Don’t worry, this isn’t a post about how we overate burgers and feel guilty about it…although it has happened on occasion. Having 8 days left, we’ve been running around trying to soak in every last bit of foggy London town before we have to hop on a jumbo jet back to the states. What better way to emerge back into reality (and a new year) than lunch at our favorite little funky, organic, burger joint in Putney, Byron’s Burgers.
Unfortunately, our conversation abruptly turned from discussing our ambitious goals of 2013 to me getting a little emotional about my life and career. Feelings of inadequacy sort of set in…something I think we, as women, deal with at different levels.
Reflecting back on these past few weeks, I’ve been (as my husband so gently and lovingly put it) “defaulting to be at fault.” I hate being an inconvenience; and silly things like walking down the busy streets and being the obvious slow and unaware tourist makes me cringe. I’d much rather blend in, walk fast, and sacrifice myself (or something I want to see) for the good of everyone else. Kind of how I tend to operate in life. I’m not proud of it, and it’s definitely something I’m working on, but that’s a whole different blog post.
The issue is never the issue
As we sat there talking and digging into what was actually wrong we realized that there was something deeper going on. Feeling like “things” are my fault or thinking someone is being condescending in their words, when really, they are simply saying what they’re saying (if that makes sense). It was more than me being insecure, it was stemming from this deep feeling of guilt.
Guilt is a powerful emotion and can make us do silly things like second guess people, or not trust or become fearful which eventually can lead to us not moving in any direction and working tirelessly to avoid all confrontation on any level, and at whatever expense. Life becomes about moving on to the next big thing to take our focus, and never actually enjoying the moment you’re in (again, another blog post).
It’s a vicious cycle that I’ve been battling after having dealt with my share of toxic narcissistic people…ok, moving on.Talking about it with Ryan wasn’t easy.

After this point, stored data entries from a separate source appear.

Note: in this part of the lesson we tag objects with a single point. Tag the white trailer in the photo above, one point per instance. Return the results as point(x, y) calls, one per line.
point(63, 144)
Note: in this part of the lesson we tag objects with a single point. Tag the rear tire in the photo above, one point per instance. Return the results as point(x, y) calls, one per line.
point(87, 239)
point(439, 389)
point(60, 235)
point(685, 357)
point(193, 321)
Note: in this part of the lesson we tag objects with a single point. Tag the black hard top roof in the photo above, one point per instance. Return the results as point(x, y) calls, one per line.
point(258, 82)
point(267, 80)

Showing weakness never is, but it was healing and liberating.
There are conversations and moments in our marriage that are challenging and we’d much rather ignore them than try to walk and talk through them. I’m learning, it’s always better to talk it out.

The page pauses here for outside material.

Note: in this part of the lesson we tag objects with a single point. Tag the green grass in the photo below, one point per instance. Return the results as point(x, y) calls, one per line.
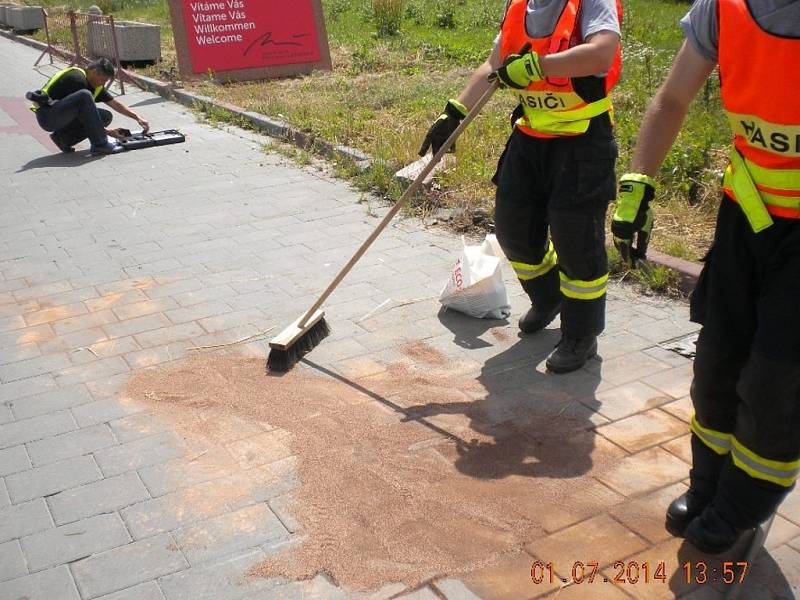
point(385, 89)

Thankfully, Ryan was full of grace and not pointed solutions. He alleviated my guilt by saying, “Love, those burdens aren’t yours to bear. You need to be released from that.” The guilt and heaviness instantly disappeared and life felt at ease again. The rush of the crowd didn’t make me feel guilty for walking a bit slower and breathing in the cold rainy town of Putney.
Origins of grace
I am thankful for my husband and his fierce pursuit of our Savior. It’s out of his relationship with Christ that he can extend grace and help me battle my weaknesses in strength and hope. God doesn’t lead or motivate through guilt. Conviction, yes – but guilt is definitely a tool from the enemy that can mislead us and leave us worrying and anxious about the future.
Spending daily time in God’s Word (bible) and knowing what GOD says about you and following His instructions for life is the way (John 14:6). Again, God doesn’t motivate out of guilt – it would go against His very being. He is true and faithful to lead us gently in love. It’s up to us if we decide to follow Jesus or not.